La crise mondiale impacte les économies émergentes. L'assureur crédit Euler Hermes dégrade les notes risque de seize pays, dont la Jordanie, et surveille de près la Turquie.


L'avenir économique de la Turquie semble s'assombrir (photo : Office du tourisme de Turquie)
L'avenir économique de la Turquie semble s'assombrir (photo : Office du tourisme de Turquie)
FRANCE. Selon Euler Hermes (filiale d’AGF), la crise mondiale impacte le risque pays des économies émergentes. « Elles souffrent du tarissement des sources de financement externes, de la récession des grandes puissances économiques et de la chute des prix des matières premières. Les problèmes de liquidité des banques, la volatilité des taux de change et le rapatriement des capitaux étrangers exacerbent leurs difficultés. La fragilité de ces économies, atténuée en période de croissance, réapparaît. Certains pays, hier tout à fait sûrs, présentent aujourd’hui des risques pour les entreprises qui commercent avec eux » s'alarme le document publié par Euler Hermes le mardi 13 janvier 2009.

Le numéro un mondial de l’assurance crédit (6000 salariés et un CA de 2,1 Mds €) prévoit une croissance mondiale inférieure à 1% pour l’année en cours et traduit ces inquiétudes par des dégradations de notes risque pour seize pays. Dont la Jordanie qui passe de B à C (AA étant la note la plus favorable et D la moins favorable).

La Turquie sous haute surveillance

La Turquie, qui avait connu une croissance de son PNB de 7,5% (moyenne annuel) entre 2003 et 2006 puis encore de 4,5% en 2007 devrait, selon Euler Hermes, régresser à 2,3% en 2008 et à 1% seulement en 2009. Son taux d’inflation devrait atteindre les 10,1% en 2008 et rester d’un niveau comparable (10%) cette année.

« L’importance du déficit budgétaire turc et la dépendance aux transferts de capitaux à court terme sont des facteurs-clés de vulnérabilité. La lire turque a vu sa valeur diminuer sensiblement.
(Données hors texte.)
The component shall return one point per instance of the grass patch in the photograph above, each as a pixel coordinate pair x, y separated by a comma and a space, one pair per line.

Les réserves de change se sont elles aussi réduites et couvrent aujourd’hui 3,5 mois d’importations et 60% de la dette extérieure due en 2009 » notent les experts de l’assureur crédit.

Pour autant, ils maintiennent la note C mais surveillent de près l’évolution du pays, notamment les discussions en cours autour du programme économique soutenu par le FMI.
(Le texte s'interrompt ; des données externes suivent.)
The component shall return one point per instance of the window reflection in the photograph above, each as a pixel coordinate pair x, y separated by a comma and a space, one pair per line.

Le LIban dernier de la classe

« La crise économique actuelle frappe tous les pays sans exception, mais si certains sont mieux armés pour y faire face, un grand nombre voient leur situation se dégrader rapidement. Il est indispensable pour leurs partenaires et les exportateurs de surveiller de près ces pays, les réformes qui y seront menées et leur évolution » assure David Atkinson, spécialiste du risque pays chez Euler Hermes.
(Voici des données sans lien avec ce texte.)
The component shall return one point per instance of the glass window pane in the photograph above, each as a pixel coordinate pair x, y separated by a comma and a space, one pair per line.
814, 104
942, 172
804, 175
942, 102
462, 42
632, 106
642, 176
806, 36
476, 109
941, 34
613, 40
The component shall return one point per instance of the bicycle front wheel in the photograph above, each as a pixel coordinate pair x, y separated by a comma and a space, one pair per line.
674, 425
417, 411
Parmi les pays les plus vulnérables, Euler Hermes cite la Serbie, la Bosnie Herzégovine et le Liban, tous notés D.

A l’inverse, certaines nations méditerranéennes se trouvent mieux armées pour affronter la crise et conservent un bon risque pays comme la Slovénie (A), Israël (BB), Koweït (BB), Qatar (BB), Arabie Saoudite (BB) et Tunisie (BB). « Elles disposent de ressources et de structures qui leur offrent une relative protection contre la crise mondiale » précise le document.